If the demands of The Committee are not met by Sept. 1, the seven-member student group said it will begin a campaign of civil disobedience, a rather light threat that nonetheless has gained the attention of school officials, with W&L President Kenneth P. Ruscio saying last week that the school is taking the students’ demands seriously and that they will be addressed.

It’s just, again, hard to imagine how the two sides can come to a consensus, at least at this point. The Committee is specifically requesting that the school apologize for Lee’s “racist and dishonorable conduct,” remove Confederate battle flags from the school chapel, ban Confederate re-enactors from the campus on Lee-Jackson Day, a state holiday that is marked in a long four-day weekend with the state and federal Martin Luther King Jr. holiday, and fully recognize the MLK holiday on its undergraduate campus.

This is, to put it bluntly, a line-in-the-sand set of demands at a school named Washington and Lee. The big issue with Lee is that, in addition to being a former W&L president and namesake, his remains are buried on the school grounds, so short of digging him and his beloved horse, Traveller, out of the earth and finding another final resting place for them, his literal presence on campus will always be felt.

It is highly doubtful that you’ll ever see Washington and Lee repudiate Lee with anything resembling a statement decrying his “racist and dishonorable conduct” and apologize for its connections to the institution of slavery, essentially treating George Washington, our nation’s first president and former slaveowner who endowed a $20,000 to the former Augusta Academy in 1796, as an unindicted co-conspirator in doing so.

The Confederate flags in Lee Chapel and other locations on campus are a bit of a different matter – historical markers, yes, but we’re talking five years of the school’s 265-year history tied up in Lee’s presidency at what was then known as Washington College.
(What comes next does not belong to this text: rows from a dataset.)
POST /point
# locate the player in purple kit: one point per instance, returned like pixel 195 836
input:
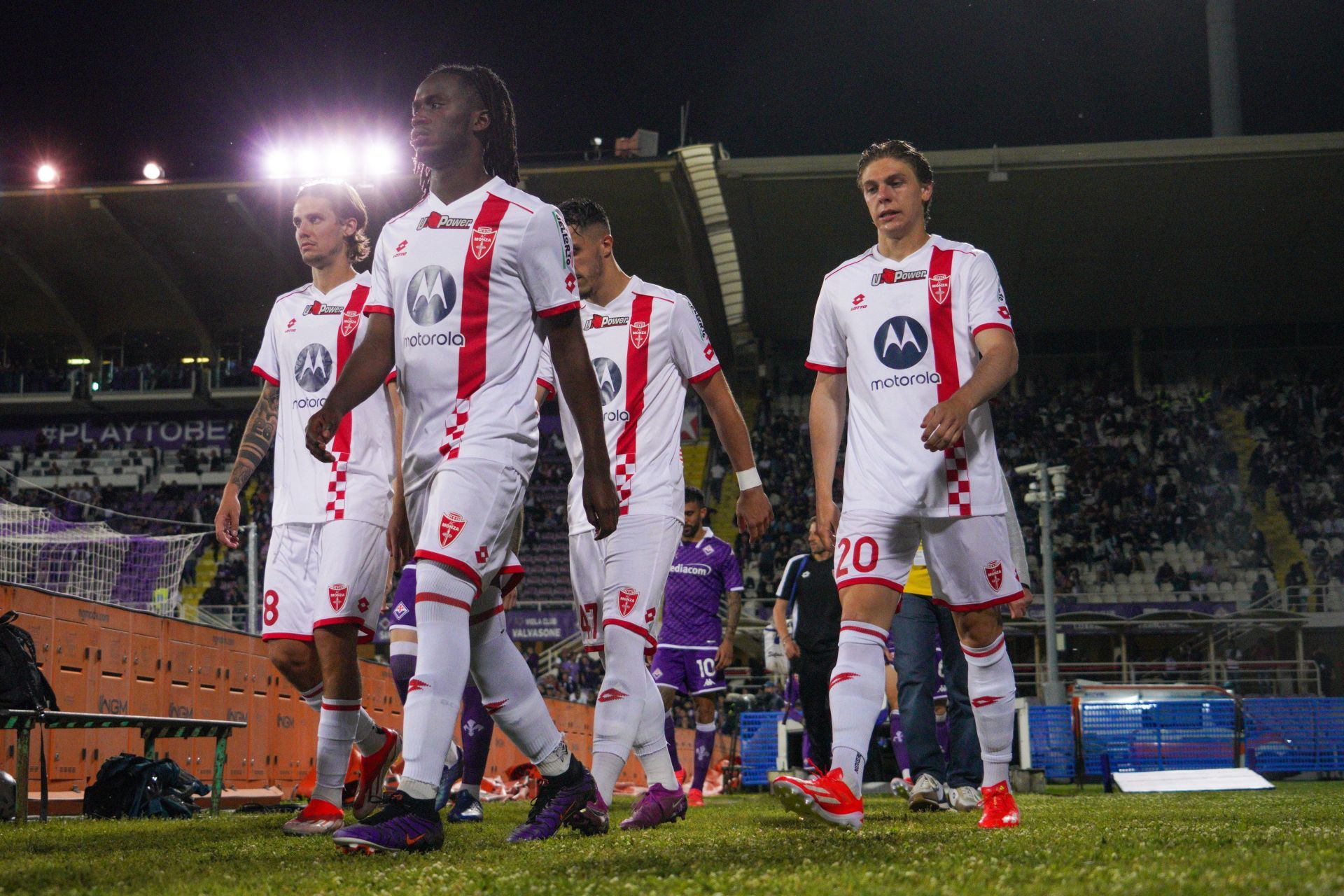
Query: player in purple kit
pixel 694 647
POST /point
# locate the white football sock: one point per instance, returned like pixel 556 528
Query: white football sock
pixel 620 707
pixel 508 692
pixel 858 684
pixel 651 743
pixel 442 609
pixel 335 738
pixel 992 690
pixel 369 736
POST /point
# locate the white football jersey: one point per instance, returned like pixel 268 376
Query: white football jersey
pixel 904 333
pixel 463 282
pixel 645 344
pixel 308 340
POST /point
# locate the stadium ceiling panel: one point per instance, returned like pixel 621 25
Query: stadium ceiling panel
pixel 1176 232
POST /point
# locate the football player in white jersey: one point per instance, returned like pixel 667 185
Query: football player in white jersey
pixel 327 561
pixel 465 285
pixel 645 342
pixel 909 342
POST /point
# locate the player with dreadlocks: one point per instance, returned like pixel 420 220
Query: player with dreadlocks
pixel 465 286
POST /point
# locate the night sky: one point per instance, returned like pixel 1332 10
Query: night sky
pixel 101 90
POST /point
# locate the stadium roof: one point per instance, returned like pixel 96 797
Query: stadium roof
pixel 1179 234
pixel 198 264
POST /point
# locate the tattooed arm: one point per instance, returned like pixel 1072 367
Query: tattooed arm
pixel 257 440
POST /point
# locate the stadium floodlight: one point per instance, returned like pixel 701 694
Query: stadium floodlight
pixel 277 163
pixel 379 159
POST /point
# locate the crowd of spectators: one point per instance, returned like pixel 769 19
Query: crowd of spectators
pixel 1298 431
pixel 1148 472
pixel 1145 470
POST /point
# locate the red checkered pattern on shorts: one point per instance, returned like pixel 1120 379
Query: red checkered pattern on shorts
pixel 336 486
pixel 456 428
pixel 624 473
pixel 958 480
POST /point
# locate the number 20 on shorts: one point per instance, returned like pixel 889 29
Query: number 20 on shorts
pixel 864 555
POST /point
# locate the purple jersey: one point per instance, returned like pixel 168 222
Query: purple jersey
pixel 702 571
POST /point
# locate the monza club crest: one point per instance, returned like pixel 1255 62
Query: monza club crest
pixel 349 323
pixel 995 574
pixel 625 601
pixel 940 286
pixel 449 527
pixel 483 239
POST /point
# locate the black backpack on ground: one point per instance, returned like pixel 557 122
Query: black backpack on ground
pixel 22 682
pixel 136 788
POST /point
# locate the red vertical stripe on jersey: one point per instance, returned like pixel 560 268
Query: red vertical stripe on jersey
pixel 475 321
pixel 350 321
pixel 944 339
pixel 636 379
pixel 940 323
pixel 344 347
pixel 476 298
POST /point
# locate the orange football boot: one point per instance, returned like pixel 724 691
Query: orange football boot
pixel 1000 808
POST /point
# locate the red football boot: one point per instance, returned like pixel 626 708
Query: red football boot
pixel 1000 808
pixel 318 817
pixel 827 797
pixel 372 774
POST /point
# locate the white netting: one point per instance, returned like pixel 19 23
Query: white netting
pixel 92 559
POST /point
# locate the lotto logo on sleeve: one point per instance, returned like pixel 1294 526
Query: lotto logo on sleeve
pixel 995 574
pixel 449 526
pixel 625 601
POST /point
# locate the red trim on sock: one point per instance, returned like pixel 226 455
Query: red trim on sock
pixel 429 597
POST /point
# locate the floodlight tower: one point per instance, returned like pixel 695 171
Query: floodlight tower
pixel 1047 489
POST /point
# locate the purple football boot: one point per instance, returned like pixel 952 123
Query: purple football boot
pixel 556 799
pixel 594 818
pixel 401 825
pixel 659 805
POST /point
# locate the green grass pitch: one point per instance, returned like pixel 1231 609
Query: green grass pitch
pixel 1285 841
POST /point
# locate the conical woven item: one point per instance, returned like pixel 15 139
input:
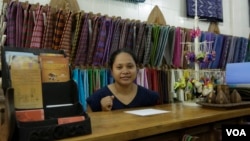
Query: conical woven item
pixel 156 17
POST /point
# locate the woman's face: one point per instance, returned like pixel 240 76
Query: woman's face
pixel 124 69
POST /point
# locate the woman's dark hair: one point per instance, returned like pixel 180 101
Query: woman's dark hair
pixel 116 52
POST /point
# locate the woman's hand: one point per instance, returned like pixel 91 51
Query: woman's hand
pixel 107 103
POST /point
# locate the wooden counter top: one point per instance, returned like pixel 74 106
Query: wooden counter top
pixel 117 125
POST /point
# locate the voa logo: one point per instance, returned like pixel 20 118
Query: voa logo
pixel 236 132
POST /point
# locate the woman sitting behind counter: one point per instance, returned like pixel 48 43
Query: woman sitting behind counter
pixel 124 92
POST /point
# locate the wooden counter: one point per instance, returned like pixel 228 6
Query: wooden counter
pixel 182 119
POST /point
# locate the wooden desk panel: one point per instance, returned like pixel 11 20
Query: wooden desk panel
pixel 117 125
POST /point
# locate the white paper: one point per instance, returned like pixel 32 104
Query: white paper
pixel 146 112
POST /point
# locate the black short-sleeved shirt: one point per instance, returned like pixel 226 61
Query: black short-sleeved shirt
pixel 144 97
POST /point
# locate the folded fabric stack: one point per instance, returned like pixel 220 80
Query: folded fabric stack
pixel 237 77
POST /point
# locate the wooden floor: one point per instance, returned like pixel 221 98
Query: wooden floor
pixel 3 117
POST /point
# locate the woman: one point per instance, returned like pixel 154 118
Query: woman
pixel 123 93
In the intervening years, the Confederate flag and its public display has become a political symbol for those who use the cover of so-called Southern heritage to mask racial and cultural intolerance.

Their continued display in Lee Chapel at other locations on the W&L campus may indeed serve a historical purpose, but the historical significance has long since been lost with what the battle flag has come to symbolize in the past 60 years.
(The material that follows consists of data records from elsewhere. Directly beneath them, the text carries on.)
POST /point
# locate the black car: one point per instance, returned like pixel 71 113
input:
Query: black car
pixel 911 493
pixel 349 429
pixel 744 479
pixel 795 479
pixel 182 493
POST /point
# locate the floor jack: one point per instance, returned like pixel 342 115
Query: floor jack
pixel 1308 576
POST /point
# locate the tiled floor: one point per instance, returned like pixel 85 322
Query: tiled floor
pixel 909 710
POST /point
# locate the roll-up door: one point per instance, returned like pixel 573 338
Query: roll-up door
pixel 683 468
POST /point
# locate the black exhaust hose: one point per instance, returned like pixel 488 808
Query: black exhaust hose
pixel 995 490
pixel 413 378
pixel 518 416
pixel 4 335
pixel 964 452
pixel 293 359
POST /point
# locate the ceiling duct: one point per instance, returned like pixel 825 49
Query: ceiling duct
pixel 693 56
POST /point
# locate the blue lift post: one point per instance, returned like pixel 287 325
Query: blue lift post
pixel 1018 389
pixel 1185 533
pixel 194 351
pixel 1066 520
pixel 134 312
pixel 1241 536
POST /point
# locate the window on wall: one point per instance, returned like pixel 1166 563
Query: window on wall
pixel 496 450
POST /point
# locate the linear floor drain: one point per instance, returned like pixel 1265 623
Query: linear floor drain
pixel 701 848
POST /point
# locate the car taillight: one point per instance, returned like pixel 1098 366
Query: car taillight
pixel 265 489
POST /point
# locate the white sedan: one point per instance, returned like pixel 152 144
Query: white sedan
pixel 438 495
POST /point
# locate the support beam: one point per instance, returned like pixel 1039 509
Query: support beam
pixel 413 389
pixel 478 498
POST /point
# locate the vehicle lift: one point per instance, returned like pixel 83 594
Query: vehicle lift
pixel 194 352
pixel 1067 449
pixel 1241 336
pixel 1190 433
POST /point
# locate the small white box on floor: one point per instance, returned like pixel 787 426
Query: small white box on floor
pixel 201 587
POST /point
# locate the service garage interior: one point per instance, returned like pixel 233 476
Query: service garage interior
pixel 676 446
Given Lee’s role in Washington and Lee history, though, a suitable compromise on this point would seem to involve keeping the flags in Lee Chapel and removing them from other locations on campus.

The Sons of Confederate Veterans marches on Lee-Jackson Day seems like an easy issue to resolve: don’t allow them anymore. It also seems easy to take care of the MLK Day observance: go ahead and cancel classes for undergrads on King’s birthday.

That these issues are being raised by law students suggests that compromise can eventually be achieved, if their professors have been able to get across to them the art of negotiation at this point in their education.

What The Committee will be able to claim as victory when it’s all said and done will remain to be seen.